To the beat of one's heart
At the end of a fascinating, if complex, lecture in my early
years of Medical School, the lecturer had one slide that made me giggle quietly
to myself. “Social Media,” he said, “is apparently all the rage with you young
people. So I’ve got a twitter account, and a Facebook page, and a website.
Please feel free to contact me!” Being a rather avid user of Twitter, I did
just that. And, for the past two years, we’ve kept in contact via social media.
Prof is insistent that I consider cardiology, the specialty that …err…beats
with his heart, as one that could capture my own.
It was on an unseasonably hot November day in the middle of
my exam study period that we met for the first time. I wanted to learn more
about the Prof’s work. And I wanted to share it on this new-fangled social
media thing.
I arrived at his office ten minutes early – hot, sweaty and
worried about making a good impression. While I was watching the winning
entries for a science photography competition scroll through on the over-sized
LED TV in the lobby, I heard a voice behind me. “Are you Brooke?” it asked. I
turned around and saw Professor Chris Semsarian, who looked exactly like his
profile picture but a little bit different at the same time. Who looked quite a
bit different close up than he did at the lecture so long ago. “I’m quite
nervous,” he said, “I’ve never met anyone off Twitter before.” Just quietly, I
thought, I was a little bit nervous too. However, my response was upbeat. “It’s
great fun meeting people you’ve gotten to know quite well online,” I countered.
There’s the awkward beginning of the conversation, where you feel decidedly
like small talk is necessary, even though you’ve shared travel recommendations,
family events and study woes. Even though you’ve cheered each other on and
celebrated individual wins. Pretty soon, we were hitting it off. It was almost
as if we were on Twitter, except we had a lot more than 140 characters per
exchange.
As a genetic cardiologist at one of Australia’s most famous
hospitals, and as a consultant who’s constantly in demand at national and
international conferences, I was in for a treat. I wanted to know about the
future of genetic cardiology. It turned out I was in the right place.

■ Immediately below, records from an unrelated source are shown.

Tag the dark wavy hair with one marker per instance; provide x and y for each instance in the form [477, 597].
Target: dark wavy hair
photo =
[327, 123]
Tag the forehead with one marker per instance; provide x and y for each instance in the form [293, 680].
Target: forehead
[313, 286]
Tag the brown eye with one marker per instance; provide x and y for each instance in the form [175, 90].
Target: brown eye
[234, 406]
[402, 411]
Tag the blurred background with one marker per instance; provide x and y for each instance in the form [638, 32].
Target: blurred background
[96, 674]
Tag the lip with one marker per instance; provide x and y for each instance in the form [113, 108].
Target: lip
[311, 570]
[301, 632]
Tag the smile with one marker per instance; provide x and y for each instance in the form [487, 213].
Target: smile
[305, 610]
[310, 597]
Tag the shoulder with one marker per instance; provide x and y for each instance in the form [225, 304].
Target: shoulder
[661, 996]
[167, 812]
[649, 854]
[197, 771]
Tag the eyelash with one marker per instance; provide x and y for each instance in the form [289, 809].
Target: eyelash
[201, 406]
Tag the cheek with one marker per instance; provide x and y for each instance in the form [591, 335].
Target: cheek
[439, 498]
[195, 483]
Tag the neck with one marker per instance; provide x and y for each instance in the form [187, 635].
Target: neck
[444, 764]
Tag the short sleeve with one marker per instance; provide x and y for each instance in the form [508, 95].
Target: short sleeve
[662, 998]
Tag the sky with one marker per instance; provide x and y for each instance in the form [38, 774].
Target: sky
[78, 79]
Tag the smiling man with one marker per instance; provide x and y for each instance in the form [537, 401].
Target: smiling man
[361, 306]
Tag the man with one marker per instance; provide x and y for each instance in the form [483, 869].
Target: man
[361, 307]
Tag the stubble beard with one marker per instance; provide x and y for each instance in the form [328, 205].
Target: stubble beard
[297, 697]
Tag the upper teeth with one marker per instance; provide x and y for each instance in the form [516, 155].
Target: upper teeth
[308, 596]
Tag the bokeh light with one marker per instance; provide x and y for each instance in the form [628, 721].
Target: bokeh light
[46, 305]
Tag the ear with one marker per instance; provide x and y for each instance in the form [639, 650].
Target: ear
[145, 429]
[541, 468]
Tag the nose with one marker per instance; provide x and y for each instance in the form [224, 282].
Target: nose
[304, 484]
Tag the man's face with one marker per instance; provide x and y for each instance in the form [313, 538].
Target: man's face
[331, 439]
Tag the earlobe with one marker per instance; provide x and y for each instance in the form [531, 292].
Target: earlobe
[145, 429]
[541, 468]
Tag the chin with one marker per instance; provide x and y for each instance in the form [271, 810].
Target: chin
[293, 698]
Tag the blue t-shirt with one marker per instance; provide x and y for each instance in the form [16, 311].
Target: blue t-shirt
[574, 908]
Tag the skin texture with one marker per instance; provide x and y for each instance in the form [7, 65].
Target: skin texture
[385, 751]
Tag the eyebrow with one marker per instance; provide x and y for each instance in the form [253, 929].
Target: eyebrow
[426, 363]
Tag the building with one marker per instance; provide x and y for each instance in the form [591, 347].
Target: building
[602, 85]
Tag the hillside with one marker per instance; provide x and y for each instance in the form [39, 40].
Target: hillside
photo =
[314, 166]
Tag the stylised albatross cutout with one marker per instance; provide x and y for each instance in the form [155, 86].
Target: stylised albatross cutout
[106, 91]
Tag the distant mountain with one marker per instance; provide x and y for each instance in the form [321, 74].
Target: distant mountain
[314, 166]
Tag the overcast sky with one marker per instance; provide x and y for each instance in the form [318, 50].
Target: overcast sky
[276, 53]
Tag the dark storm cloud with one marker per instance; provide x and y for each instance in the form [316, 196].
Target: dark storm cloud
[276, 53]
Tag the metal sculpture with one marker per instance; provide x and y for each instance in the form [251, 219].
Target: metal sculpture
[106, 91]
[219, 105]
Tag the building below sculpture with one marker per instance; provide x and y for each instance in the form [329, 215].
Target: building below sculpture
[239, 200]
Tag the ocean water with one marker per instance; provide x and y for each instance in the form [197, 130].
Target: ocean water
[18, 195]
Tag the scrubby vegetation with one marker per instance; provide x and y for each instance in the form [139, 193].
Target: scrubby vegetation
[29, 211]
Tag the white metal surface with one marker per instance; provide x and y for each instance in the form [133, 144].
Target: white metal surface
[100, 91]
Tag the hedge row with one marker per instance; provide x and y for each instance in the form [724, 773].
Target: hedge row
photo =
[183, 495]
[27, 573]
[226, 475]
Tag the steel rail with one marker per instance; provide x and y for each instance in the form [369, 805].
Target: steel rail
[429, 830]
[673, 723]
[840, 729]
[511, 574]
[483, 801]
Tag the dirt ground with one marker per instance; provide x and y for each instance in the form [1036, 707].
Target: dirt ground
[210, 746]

As Prof Chris explained, there are over 45 identified
cardiovascular diseases with a genetic basis. Thanks to research and the decreasing
cost of genetic tests, we’ve been able to put together more and more pieces of
the cardiovascular disease puzzle. We have a growing list of conditions with an
identifiable risk factor or cause (depending on whether diseases are autosomal
dominant or recessive or non-Mendelian, single-gene or polygenic). The problem
is that, since genetic therapy was discovered over twenty-five years ago,
there’s been a depressingly unproductive cohort of research in the area. It’s
not for lack of trying – we just haven’t cracked the code yet.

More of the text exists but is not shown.